Water levels in Duncannon Borough have sunk dangerously low as weeks of dry weather have tested the community's small water system.
"The drought conditions have reduced our production capacity by about 20 thousand gallons per day," said Duncannon Borough Engineer Greg Rogalski. "In a system like Duncannon which is relatively small, that's a pretty big impact."
In response, Duncannon Borough declared a public water supply emergency, restricting water usage for residents.
"We're really asking residents at this point in time to curtail any type of non-essential water activities," said Rogalski.
Joshua Thompson, a resident in the small community, admits growing concern following the declaration.
"It is kind of an alarming feeling, knowing that any moment something could happen and then there may not be any water," said Thompson.
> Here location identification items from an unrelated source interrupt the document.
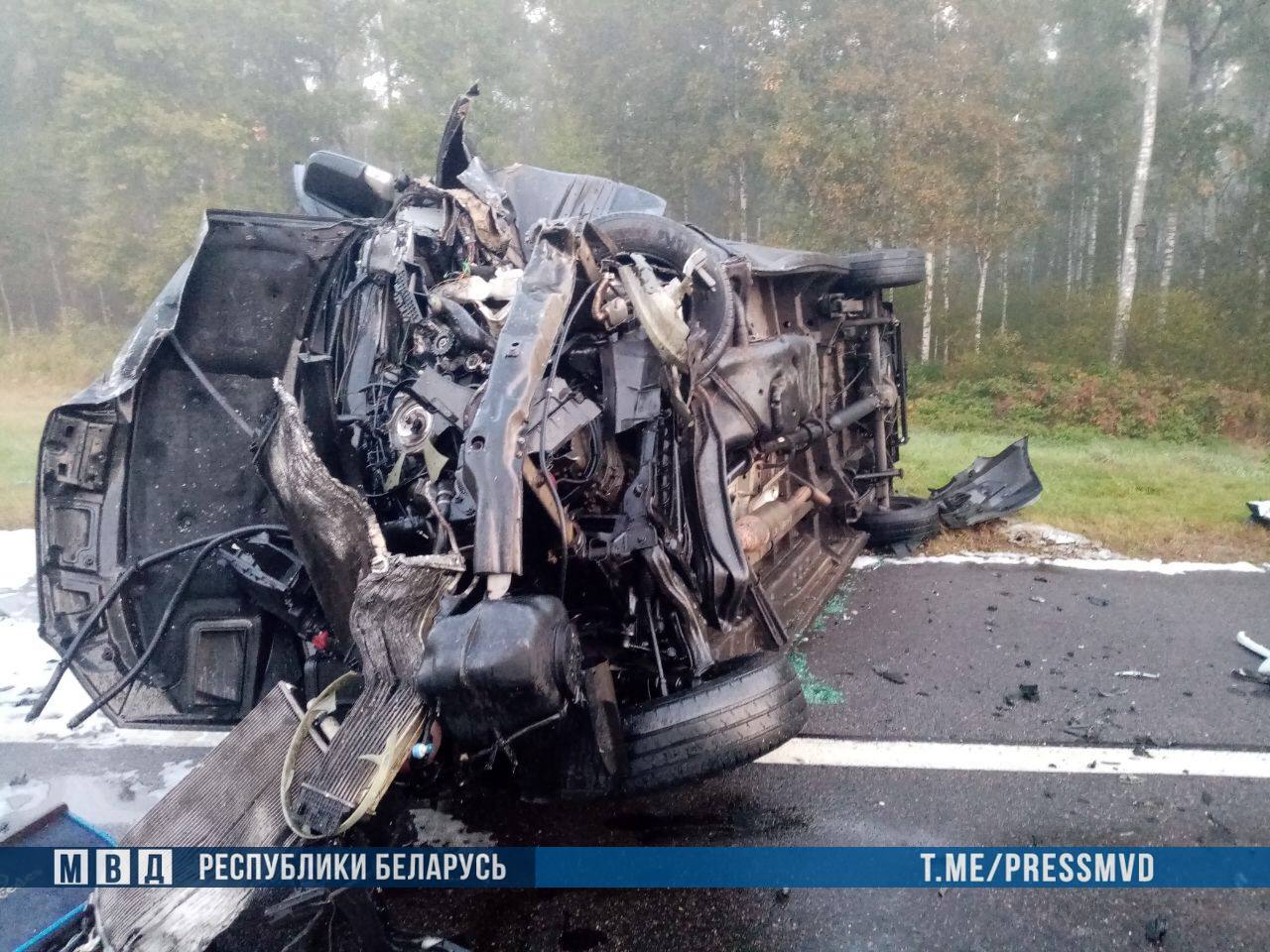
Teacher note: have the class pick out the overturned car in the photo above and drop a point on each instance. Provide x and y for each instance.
(502, 470)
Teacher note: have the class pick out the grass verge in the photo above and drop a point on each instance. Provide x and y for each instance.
(1138, 497)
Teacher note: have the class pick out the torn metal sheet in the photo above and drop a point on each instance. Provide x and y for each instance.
(989, 488)
(352, 411)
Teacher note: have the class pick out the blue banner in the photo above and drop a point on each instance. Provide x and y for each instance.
(645, 867)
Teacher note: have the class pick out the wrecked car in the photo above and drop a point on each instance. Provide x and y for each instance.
(497, 470)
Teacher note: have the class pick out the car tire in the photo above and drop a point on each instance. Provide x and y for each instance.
(908, 521)
(751, 707)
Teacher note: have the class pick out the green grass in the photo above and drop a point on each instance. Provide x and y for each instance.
(1138, 497)
(1151, 498)
(22, 420)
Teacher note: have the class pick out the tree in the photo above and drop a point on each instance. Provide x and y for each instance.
(1141, 177)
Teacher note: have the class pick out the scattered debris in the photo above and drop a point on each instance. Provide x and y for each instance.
(883, 671)
(988, 489)
(1260, 509)
(1156, 930)
(1052, 540)
(581, 938)
(1257, 649)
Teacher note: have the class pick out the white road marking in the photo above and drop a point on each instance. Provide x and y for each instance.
(108, 738)
(1153, 566)
(1021, 758)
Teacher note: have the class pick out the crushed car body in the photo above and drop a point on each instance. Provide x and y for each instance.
(502, 470)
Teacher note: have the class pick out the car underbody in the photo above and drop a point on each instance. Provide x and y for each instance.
(634, 454)
(502, 474)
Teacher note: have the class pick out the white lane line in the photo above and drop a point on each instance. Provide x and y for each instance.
(107, 738)
(1021, 758)
(1155, 566)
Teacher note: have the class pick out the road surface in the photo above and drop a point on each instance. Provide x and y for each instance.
(925, 738)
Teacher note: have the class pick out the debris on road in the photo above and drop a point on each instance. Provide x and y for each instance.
(1156, 930)
(885, 673)
(1257, 649)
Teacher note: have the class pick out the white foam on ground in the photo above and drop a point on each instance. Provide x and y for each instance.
(26, 662)
(1019, 758)
(1155, 566)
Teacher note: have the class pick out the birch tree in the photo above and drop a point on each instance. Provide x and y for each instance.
(1141, 177)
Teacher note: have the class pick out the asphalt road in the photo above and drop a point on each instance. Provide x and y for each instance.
(961, 639)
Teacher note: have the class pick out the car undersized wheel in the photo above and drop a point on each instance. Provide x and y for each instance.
(752, 706)
(908, 521)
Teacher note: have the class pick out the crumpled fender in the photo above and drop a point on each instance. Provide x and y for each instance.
(989, 488)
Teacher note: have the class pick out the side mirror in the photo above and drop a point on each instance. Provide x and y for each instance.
(348, 186)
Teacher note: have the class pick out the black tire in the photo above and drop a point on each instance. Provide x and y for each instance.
(910, 520)
(887, 268)
(672, 243)
(749, 708)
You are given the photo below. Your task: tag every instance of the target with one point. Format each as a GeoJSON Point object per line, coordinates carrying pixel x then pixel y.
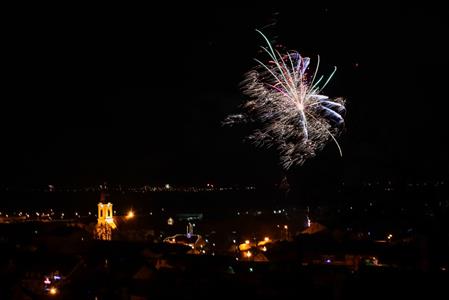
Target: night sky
{"type": "Point", "coordinates": [137, 95]}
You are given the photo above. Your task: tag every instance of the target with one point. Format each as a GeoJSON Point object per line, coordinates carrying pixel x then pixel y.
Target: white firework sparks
{"type": "Point", "coordinates": [287, 105]}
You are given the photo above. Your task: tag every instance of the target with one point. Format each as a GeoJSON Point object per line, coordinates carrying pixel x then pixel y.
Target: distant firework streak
{"type": "Point", "coordinates": [287, 108]}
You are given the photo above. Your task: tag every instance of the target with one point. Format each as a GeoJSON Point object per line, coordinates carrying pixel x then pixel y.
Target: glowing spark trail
{"type": "Point", "coordinates": [287, 107]}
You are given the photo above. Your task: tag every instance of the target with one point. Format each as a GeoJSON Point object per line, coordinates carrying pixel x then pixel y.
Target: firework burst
{"type": "Point", "coordinates": [287, 106]}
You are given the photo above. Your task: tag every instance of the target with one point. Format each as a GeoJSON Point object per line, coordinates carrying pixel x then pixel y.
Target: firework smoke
{"type": "Point", "coordinates": [287, 108]}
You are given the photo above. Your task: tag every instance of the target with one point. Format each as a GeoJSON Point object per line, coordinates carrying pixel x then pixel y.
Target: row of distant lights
{"type": "Point", "coordinates": [280, 211]}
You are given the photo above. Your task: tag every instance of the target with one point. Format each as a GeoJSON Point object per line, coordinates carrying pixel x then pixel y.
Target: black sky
{"type": "Point", "coordinates": [137, 95]}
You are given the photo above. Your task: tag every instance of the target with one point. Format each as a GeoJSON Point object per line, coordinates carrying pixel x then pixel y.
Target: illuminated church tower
{"type": "Point", "coordinates": [105, 223]}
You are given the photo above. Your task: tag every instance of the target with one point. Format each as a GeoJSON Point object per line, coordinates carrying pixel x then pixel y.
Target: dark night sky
{"type": "Point", "coordinates": [137, 95]}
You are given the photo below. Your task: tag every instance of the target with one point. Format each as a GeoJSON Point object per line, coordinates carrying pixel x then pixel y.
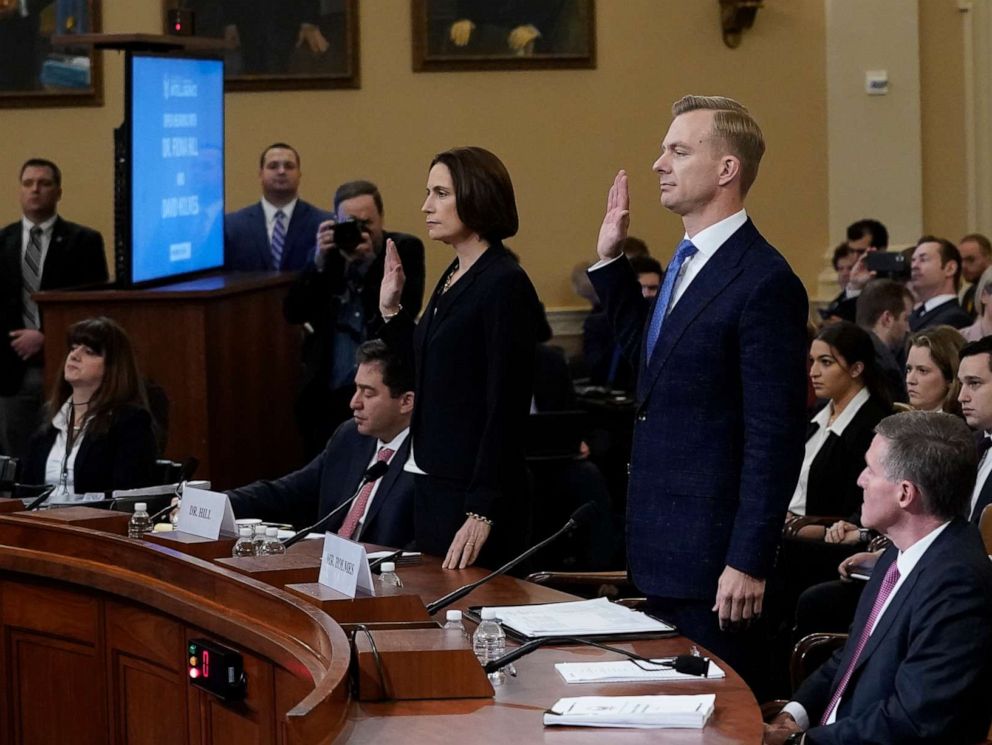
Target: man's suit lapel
{"type": "Point", "coordinates": [719, 272]}
{"type": "Point", "coordinates": [260, 234]}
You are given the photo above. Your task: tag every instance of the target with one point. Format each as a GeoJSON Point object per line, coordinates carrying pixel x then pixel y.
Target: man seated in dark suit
{"type": "Point", "coordinates": [975, 375]}
{"type": "Point", "coordinates": [936, 277]}
{"type": "Point", "coordinates": [883, 310]}
{"type": "Point", "coordinates": [382, 406]}
{"type": "Point", "coordinates": [278, 232]}
{"type": "Point", "coordinates": [41, 251]}
{"type": "Point", "coordinates": [917, 666]}
{"type": "Point", "coordinates": [337, 298]}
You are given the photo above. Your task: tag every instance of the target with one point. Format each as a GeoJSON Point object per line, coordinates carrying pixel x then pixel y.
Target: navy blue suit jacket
{"type": "Point", "coordinates": [246, 238]}
{"type": "Point", "coordinates": [75, 257]}
{"type": "Point", "coordinates": [305, 496]}
{"type": "Point", "coordinates": [925, 674]}
{"type": "Point", "coordinates": [721, 416]}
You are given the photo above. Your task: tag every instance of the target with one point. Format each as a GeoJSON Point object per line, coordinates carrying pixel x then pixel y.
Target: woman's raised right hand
{"type": "Point", "coordinates": [393, 279]}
Workers are keeping an eye on water levels, but say there’s not much they can do to change it.
"We have a system that reports our water levels every 15 minutes [and] we can relatively quickly determine what the trends are," said Rogalski. "It’s a significant challenge, as these levels start to fall, the only option we have is to truck water in and actually dump it into the reservoir."
Water shortage concerns across south-central Pa. follow record-low rainfall in May.
Officials at York Water Company say the Susquehanna River has dropped by more than half compared to this time last year.
Water companies are urging residents across south central Pa. to be mindful of their water usage under the dry conditions.
"Everyone within the Susquehanna Basin should recognize we are in an unusual period of time with dry weather," said York Water Company President and CEO J.T. Hand. "We would ask our customers, our neighbors, our friends, our family members to be cognizant of that, to recognize that, to not be foolish and wasteful."
Duncannon officials say residents can make a difference.
"I think this is one of the rare opportunities for residents to actually have an impact," said Rogalski. "It could cost upwards of 50 thousand dollars to truck water. The residents have a choice, if they choose to take matters into their own hands and reduce their water, it’s a possibility they could avoid future rate increases."